Collaboration
Areas I'm actively exploring and open to developing with others.
Evidence Infrastructures for Working Conditions (Privacy-Preserving Measurement)
Building tools that let distributed contributors generate system-level evidence about working conditions — without exposing individuals.
Open Working Hours is a native iOS app (offline-first) for tracking and reviewing working time with minimal daily effort, plus a backend that aggregates contributions into anonymized public statistics. It provides a privacy-by-design measurement layer.
The system implements privacy safeguards including minimum group sizes, cell suppression, statistical noise calibration, and built-in export/deletion functionality.
Interfaces for Conversational Language Learning
Prototyping educational tools that scaffold language learning with LLMs — integrating didactic structure, user modeling, and real-time system feedback.
Tinge is a conversational LLM-based app that tailors conversational vocabulary exploration to learners' interests using adaptive memory and interactive visualizations.

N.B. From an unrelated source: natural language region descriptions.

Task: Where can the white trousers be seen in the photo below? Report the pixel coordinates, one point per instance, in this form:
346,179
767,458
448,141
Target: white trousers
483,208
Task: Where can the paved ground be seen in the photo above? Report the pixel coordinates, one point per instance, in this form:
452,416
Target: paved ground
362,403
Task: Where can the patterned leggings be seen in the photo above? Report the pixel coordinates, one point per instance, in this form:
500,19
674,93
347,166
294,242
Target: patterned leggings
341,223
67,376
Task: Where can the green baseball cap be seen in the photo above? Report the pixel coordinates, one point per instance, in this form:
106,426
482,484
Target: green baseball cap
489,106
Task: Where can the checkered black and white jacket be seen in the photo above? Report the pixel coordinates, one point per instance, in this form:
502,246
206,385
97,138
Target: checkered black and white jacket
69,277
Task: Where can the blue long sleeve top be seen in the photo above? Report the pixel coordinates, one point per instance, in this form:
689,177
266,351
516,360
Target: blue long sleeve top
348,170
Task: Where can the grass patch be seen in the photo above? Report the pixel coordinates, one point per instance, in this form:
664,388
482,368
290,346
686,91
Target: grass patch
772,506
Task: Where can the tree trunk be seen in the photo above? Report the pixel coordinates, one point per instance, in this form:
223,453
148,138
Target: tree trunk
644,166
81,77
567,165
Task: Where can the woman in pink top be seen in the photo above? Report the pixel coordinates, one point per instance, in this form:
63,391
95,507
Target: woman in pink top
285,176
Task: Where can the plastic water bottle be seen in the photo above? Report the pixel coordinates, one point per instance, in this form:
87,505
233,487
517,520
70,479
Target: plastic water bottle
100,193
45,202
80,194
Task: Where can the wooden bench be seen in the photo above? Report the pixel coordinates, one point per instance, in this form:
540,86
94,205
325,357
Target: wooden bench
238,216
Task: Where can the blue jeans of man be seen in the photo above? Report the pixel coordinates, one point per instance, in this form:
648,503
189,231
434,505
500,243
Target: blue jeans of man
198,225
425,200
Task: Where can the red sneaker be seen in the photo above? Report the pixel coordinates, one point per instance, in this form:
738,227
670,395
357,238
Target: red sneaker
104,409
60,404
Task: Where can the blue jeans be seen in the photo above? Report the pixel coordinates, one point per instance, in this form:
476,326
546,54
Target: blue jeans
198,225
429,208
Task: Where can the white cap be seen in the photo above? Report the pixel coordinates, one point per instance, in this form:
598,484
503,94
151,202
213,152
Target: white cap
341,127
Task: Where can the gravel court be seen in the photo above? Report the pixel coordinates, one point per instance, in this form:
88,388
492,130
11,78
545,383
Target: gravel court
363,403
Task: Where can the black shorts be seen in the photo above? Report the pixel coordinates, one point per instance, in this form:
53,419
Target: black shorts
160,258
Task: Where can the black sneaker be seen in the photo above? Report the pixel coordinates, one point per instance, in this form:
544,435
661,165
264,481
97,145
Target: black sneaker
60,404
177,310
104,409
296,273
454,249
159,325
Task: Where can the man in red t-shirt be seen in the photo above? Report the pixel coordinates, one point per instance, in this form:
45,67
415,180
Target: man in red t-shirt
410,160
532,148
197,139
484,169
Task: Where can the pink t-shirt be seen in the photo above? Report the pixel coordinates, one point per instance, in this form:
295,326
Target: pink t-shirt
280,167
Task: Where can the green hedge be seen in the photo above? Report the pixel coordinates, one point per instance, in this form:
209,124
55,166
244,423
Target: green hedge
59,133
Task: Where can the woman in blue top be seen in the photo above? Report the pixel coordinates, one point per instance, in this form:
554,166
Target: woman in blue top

Built with Three.js, JavaScript (Node/Express), deployed via Railway.
Human-Centered Evaluation
Designing infrastructure and experimental setups to assess LLM behavior in context-specific tasks — with a focus on failure modes, interaction dynamics, and the mismatch between benchmark metrics and real-world use.
Level Ethics is a prototype for red-teaming LLMs using diverse, crowdsourced user avatars, designed to surface failure modes and value clashes during early development stages.
Built with Python and Streamlit, deployed via Streamlit Cloud. An exploratory prototyping sprint in 2025 with Jie Liang Lin.